Written by  Gregg Shapiro

Paul McCartney and Ringo Starr, now in their mid-to-late 70s respectively, remain productive and continue to tour and perform on a regular basis. In their youth, the surviving half of The Beatles, along with the late John Lennon and George Harrison, made an immeasurable impact on contemporary music and culture. Out of all of the Beatles’ albums, 1967’s Sgt. Pepper’s Lonely Hearts Club Band (Apple / Capitol / UMe), now available in a new two-CD 50th anniversary edition stereo mix (by Giles Martin, son of George Martin) 50th anniversary edition, is probably the Fab Four’s most influential and eternal recording. Whether you last listened to Sgt. Pepper a year ago or 20 years ago, you’re sure to be thrilled by the new sounds you’ll discover in this version, especially on songs such as “She’s Leaving Home,” “With a Little Help from My Friends,” “Being for the Benefit of Mr. Kite,” “Getting Better,” “When I’m 64,” and “A Day in the Life.” The second disc features numerous takes of the songs on the album, as well as 2017 stereo mixes of the singles “Strawberry Fields Forever” and “Penny Lane,” which though recorded at the same time as Sgt. Pepper, would later find their way onto Magical Mystery Tour, released later in 1967.

The psychedelic sounds explored to great affect by the Beatles are also an essential component of Pink Floyd’s 1967 debut album The Piper at the Gates of Dawn. Pink Floyd outlasted the Beatles by a few years, although they would eventually be undone by a similar kind of in-fighting. Additionally, the solo output by Pink Floyd’s members was nowhere near as substantial as that of the Beatles’. Is This the Life We Really Want? (Columbia) is only the fourth solo album by Roger Waters, but is unmistakably the work of a former member of Pink Floyd. Produced by Nigel Godrich (Radiohead, Beck and others), Is This the Life We Really Want? succeeds by bringing prog-rock into the 21st century. As politically oriented as the best of Waters’ (and by extension Pink Floyd’s later) work, Waters gorgeous rage equals that of similarly-minded Depeche Mode’s Spirit.

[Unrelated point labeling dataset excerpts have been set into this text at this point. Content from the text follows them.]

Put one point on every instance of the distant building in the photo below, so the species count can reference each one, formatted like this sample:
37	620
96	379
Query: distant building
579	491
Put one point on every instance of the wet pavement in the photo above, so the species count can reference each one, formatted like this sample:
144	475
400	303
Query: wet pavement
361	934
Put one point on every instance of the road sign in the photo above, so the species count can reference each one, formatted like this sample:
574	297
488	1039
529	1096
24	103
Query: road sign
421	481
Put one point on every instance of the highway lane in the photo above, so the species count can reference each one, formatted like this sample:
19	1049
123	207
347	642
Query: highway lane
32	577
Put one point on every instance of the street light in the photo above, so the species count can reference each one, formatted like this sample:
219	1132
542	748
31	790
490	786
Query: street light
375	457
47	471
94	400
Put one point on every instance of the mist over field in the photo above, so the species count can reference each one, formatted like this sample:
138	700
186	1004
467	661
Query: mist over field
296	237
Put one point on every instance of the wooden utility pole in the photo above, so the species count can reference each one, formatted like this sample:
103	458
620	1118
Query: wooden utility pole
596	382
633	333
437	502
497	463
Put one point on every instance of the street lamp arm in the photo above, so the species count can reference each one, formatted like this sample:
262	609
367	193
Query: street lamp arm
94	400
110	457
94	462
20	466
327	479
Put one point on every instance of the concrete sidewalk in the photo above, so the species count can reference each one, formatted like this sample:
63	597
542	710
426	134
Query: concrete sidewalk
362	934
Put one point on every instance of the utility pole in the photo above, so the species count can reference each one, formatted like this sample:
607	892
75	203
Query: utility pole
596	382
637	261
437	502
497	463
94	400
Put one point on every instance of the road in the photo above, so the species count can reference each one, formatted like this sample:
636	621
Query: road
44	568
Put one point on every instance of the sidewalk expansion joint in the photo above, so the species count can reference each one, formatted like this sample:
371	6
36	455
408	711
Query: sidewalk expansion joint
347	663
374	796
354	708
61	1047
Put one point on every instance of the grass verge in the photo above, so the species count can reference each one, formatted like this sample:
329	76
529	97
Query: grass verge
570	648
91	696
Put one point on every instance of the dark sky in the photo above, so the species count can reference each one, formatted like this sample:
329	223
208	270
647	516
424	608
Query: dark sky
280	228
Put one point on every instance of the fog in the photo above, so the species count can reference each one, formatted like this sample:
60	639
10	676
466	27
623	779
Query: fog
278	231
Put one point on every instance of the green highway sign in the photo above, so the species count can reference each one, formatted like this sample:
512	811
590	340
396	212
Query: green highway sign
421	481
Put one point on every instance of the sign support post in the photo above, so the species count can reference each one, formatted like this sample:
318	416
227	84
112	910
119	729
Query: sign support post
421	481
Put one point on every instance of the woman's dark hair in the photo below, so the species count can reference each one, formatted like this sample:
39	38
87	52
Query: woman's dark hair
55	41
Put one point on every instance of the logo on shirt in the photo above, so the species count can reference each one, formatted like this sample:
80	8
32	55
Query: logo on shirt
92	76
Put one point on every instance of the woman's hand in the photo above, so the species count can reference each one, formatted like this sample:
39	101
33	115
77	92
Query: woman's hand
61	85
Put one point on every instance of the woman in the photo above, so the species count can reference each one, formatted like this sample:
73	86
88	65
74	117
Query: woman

Midwestern prog rock superstars Styx, featuring openly gay founding member Chuck Panozzo, returns with The Mission (UMe), the band’s first new studio album in more than a dozen years. A concept album chronicling the first manned mission to Mars in 2033, The Mission opens with “Overture,” an instrumental boasting the kind of keyboards we’ve come to expect from Styx, while “Gone Gone Gone” delivers the band’s trademark guitars and harmonies. ”Hundred Million Miles From Home” slips in a funky bass line, “The Greater Good” delivers the drama and “The Outpost” has potential as a single.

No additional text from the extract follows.